Emilio Aguirre (August 5, 1914 – July 17, 1995) was a Mexican-born World War II prisoner of war U.S. Army veteran who died during the deadliest heat wave in Chicago's history, that killed 739 Chicagoans with temperatures reaching a heat index of 125 degrees in July 1995. His story, largely forgotten for decades, garnered attention when his remains were reburied with full military honors on July 17, 2025, exactly 30 years after his death.

== Biography ==
Born in Cuajimalpa de Morelos in the Mexican Federal District, Aguirre came to the United States as an undocumented teenager at 13 years old.

Aguirre enlisted in the U.S. Army in 1943, even before becoming a naturalized citizen. He served in the 7th Infantry Regiment, 3rd Infantry Division, one of the first divisions to enter the European Theater. He fought in the Naples-Foggia and Rome-Arno campaigns in Italy. Aguirre was captured in Italy in 1944 and spent over 400 days as a prisoner of war in Germany's Stalag II-B camp. He was liberated by Soviet fighters in January. For his service, Aguirre was awarded the Bronze Star Medal, Prisoner of War Medal, Combat Infantryman Badge, and other campaign and service medals.

After the war, Aguirre became a naturalized U.S. citizen and worked for the Chicago and North Western Railway and Illinois Central Rail Road company in Chicago.

The lack of air conditioning, a consequence of destitution, Aguirre died alone in his apartment during the deadly 1995 Chicago heat wave 50 years after being liberated as POW during WWII, being just two weeks shy before his 82nd birthday.

Unclaimed decedent due to the lack of family to claim his body, Aguirre was initially buried in an unmarked mass grave at Homewood Memorial Gardens in Cook County, Illinois, with other victims of the heat wave.

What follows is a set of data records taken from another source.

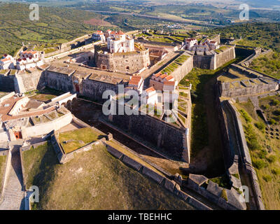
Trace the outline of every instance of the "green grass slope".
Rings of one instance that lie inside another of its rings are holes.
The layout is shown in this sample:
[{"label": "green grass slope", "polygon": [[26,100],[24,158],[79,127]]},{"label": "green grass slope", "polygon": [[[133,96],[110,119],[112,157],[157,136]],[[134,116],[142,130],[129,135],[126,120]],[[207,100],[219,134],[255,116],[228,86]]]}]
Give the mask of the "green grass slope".
[{"label": "green grass slope", "polygon": [[57,164],[50,146],[23,153],[27,188],[38,186],[34,209],[193,209],[111,156],[103,146]]},{"label": "green grass slope", "polygon": [[52,46],[102,28],[84,23],[102,18],[92,12],[40,6],[38,21],[29,20],[31,12],[27,4],[0,4],[0,54],[13,55],[22,41]]}]

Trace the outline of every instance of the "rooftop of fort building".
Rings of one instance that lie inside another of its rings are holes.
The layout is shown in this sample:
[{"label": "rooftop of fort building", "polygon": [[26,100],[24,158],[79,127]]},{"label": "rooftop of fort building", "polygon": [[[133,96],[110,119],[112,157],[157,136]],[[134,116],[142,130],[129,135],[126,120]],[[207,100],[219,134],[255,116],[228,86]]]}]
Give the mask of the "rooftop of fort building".
[{"label": "rooftop of fort building", "polygon": [[[276,80],[268,76],[265,76],[256,71],[246,69],[244,67],[235,65],[230,68],[228,72],[218,78],[222,83],[230,83],[232,87],[239,85],[239,83],[245,84],[244,86],[258,84],[267,84]],[[242,86],[241,86],[242,87]]]},{"label": "rooftop of fort building", "polygon": [[74,69],[69,69],[68,67],[64,66],[50,66],[48,69],[48,71],[52,71],[55,73],[59,73],[61,74],[71,76],[75,72]]},{"label": "rooftop of fort building", "polygon": [[81,71],[78,69],[74,74],[74,76],[78,78],[79,79],[85,79],[92,74],[92,72]]},{"label": "rooftop of fort building", "polygon": [[107,72],[105,74],[102,74],[100,73],[100,71],[94,71],[92,74],[90,75],[90,76],[88,78],[90,80],[102,83],[106,83],[113,85],[117,85],[122,82],[128,82],[130,80],[128,77],[126,77],[127,78],[124,79],[121,76],[115,76],[115,74],[113,74],[113,74],[111,73]]}]

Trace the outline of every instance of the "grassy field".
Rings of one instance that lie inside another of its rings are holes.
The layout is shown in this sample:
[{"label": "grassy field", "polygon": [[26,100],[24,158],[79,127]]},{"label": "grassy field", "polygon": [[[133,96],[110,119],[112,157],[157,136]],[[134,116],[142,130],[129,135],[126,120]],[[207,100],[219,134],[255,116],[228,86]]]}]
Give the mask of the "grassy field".
[{"label": "grassy field", "polygon": [[251,68],[280,79],[280,53],[270,52],[253,60]]},{"label": "grassy field", "polygon": [[14,55],[22,42],[48,48],[108,28],[85,23],[93,18],[102,21],[103,16],[92,12],[40,6],[38,21],[29,20],[30,12],[27,4],[0,3],[0,54]]},{"label": "grassy field", "polygon": [[0,195],[2,191],[2,180],[4,175],[5,167],[6,167],[6,155],[0,156]]},{"label": "grassy field", "polygon": [[84,127],[74,131],[59,133],[59,141],[65,153],[69,153],[85,145],[96,141],[99,137],[90,127]]},{"label": "grassy field", "polygon": [[193,209],[111,156],[103,146],[57,164],[50,146],[23,153],[27,187],[39,187],[33,209]]},{"label": "grassy field", "polygon": [[29,92],[27,92],[26,95],[29,95],[30,98],[37,99],[39,101],[47,102],[50,99],[55,98],[64,92],[58,91],[54,89],[46,88],[42,90],[34,90]]},{"label": "grassy field", "polygon": [[[280,106],[271,104],[273,99],[280,97],[266,97],[260,99],[260,106],[264,108],[265,115],[270,120]],[[270,105],[270,106],[265,107]],[[272,136],[271,130],[260,116],[253,113],[250,103],[236,104],[241,114],[242,124],[250,149],[253,164],[256,168],[264,203],[267,209],[280,209],[280,141]],[[243,110],[243,111],[242,111]],[[271,126],[274,130],[280,127],[279,122]],[[278,132],[279,133],[279,132]]]}]

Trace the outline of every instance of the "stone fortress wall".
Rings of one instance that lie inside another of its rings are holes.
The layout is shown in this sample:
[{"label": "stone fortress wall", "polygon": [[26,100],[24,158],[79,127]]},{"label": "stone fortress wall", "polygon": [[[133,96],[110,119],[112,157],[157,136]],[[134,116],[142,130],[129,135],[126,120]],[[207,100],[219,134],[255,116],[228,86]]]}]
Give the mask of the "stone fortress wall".
[{"label": "stone fortress wall", "polygon": [[149,50],[125,53],[95,52],[96,66],[113,72],[136,73],[150,66]]},{"label": "stone fortress wall", "polygon": [[225,50],[223,52],[215,55],[215,65],[212,69],[216,69],[235,58],[235,47]]},{"label": "stone fortress wall", "polygon": [[4,92],[15,91],[15,76],[0,75],[0,90]]},{"label": "stone fortress wall", "polygon": [[[248,77],[249,82],[242,80],[222,82],[218,79],[220,94],[221,97],[235,97],[248,96],[267,92],[276,91],[279,88],[277,80],[257,71],[236,64],[230,66],[234,71]],[[261,81],[260,81],[260,78]]]},{"label": "stone fortress wall", "polygon": [[246,172],[250,177],[250,181],[252,183],[252,188],[256,204],[255,206],[258,209],[264,210],[265,205],[262,199],[262,196],[260,185],[258,183],[258,176],[252,164],[249,149],[247,146],[244,130],[243,129],[243,125],[239,115],[239,112],[230,100],[225,102],[224,104],[230,109],[230,111],[234,120],[234,126],[237,130],[237,134],[239,139],[239,148],[241,149],[241,155],[243,157],[241,160],[242,161],[242,165],[244,167]]},{"label": "stone fortress wall", "polygon": [[218,54],[209,52],[206,55],[193,55],[193,66],[202,69],[215,70],[235,58],[235,49],[232,46]]},{"label": "stone fortress wall", "polygon": [[109,120],[117,127],[160,148],[162,153],[189,162],[186,130],[178,128],[148,115],[114,115]]}]

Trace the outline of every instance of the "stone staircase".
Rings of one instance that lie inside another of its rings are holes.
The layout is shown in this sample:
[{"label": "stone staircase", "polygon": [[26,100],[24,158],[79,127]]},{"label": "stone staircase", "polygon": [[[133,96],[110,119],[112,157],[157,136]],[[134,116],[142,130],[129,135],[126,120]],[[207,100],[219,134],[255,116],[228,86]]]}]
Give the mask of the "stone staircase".
[{"label": "stone staircase", "polygon": [[20,146],[14,146],[8,181],[0,202],[0,210],[24,209],[22,171],[20,158]]}]

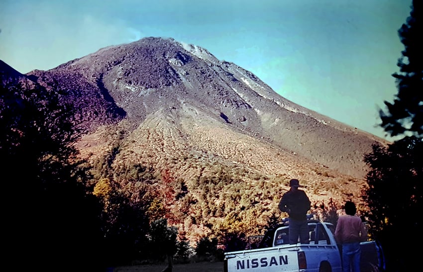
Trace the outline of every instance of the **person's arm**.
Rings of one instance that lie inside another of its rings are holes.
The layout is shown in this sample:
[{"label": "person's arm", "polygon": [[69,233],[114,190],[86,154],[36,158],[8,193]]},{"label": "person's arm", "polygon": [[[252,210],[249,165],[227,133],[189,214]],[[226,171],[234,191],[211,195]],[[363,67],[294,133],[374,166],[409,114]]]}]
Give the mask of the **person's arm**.
[{"label": "person's arm", "polygon": [[360,238],[361,241],[362,242],[367,241],[367,229],[363,222],[361,223],[361,229],[360,230],[360,232],[361,233]]},{"label": "person's arm", "polygon": [[338,222],[336,223],[336,227],[335,228],[335,240],[337,244],[341,244],[342,243],[341,235],[342,233],[342,218],[340,216],[338,218]]},{"label": "person's arm", "polygon": [[282,198],[281,198],[281,201],[279,202],[279,205],[278,205],[278,207],[279,208],[279,210],[281,211],[288,212],[289,213],[289,201],[288,198],[288,197],[286,193],[284,194],[282,196]]}]

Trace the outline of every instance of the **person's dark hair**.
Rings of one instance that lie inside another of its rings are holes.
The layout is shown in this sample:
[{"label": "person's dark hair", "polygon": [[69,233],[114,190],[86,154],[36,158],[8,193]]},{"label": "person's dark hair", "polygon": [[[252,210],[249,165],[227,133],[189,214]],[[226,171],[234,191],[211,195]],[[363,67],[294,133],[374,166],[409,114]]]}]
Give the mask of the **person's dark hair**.
[{"label": "person's dark hair", "polygon": [[348,215],[354,215],[355,213],[357,212],[357,208],[355,207],[355,204],[352,201],[345,202],[344,209],[345,210],[345,213]]}]

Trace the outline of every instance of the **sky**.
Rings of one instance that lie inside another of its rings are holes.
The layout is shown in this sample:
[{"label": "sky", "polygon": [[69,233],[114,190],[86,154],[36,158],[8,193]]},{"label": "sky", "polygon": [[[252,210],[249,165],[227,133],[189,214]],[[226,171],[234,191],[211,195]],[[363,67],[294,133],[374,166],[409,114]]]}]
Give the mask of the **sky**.
[{"label": "sky", "polygon": [[207,49],[285,98],[386,137],[411,0],[0,0],[0,59],[46,70],[145,37]]}]

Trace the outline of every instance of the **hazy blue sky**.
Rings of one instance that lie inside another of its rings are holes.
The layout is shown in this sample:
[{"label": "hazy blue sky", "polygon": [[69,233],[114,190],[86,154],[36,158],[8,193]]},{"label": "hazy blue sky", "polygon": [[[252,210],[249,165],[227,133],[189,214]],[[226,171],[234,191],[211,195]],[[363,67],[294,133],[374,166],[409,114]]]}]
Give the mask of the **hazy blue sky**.
[{"label": "hazy blue sky", "polygon": [[109,45],[172,37],[257,76],[293,102],[383,137],[397,30],[411,0],[0,0],[0,59],[25,73]]}]

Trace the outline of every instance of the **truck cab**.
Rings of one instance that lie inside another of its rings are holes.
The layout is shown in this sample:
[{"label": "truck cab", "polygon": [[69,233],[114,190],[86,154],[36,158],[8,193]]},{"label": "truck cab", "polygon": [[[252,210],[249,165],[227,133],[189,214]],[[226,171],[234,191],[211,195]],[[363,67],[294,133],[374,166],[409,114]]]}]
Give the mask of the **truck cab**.
[{"label": "truck cab", "polygon": [[[290,245],[287,222],[269,229],[256,246],[225,253],[224,271],[342,271],[341,249],[336,244],[335,227],[328,222],[308,220],[307,244]],[[384,259],[375,241],[361,243],[361,271],[383,269]]]}]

Rediscovery and reburial years later, Aguirre's story came to light in the 2019 documentary Cooked: Survival by Zip Code, a film by director Judith Hefland, based on Eric Klinenberg's book Heat Wave. Local historian veteran activist Charles Henderson discovered Aguirre's story and with the help of Chicago veteran organizations collaborated with the Mayor's Office of Veterans Affairs in advocating for him to receive proper recognition 30 years later. His story, largely forgotten for decades, garnered attention when his remains were reburied with full military honors on July 17, 2025, exactly 30 years after his death.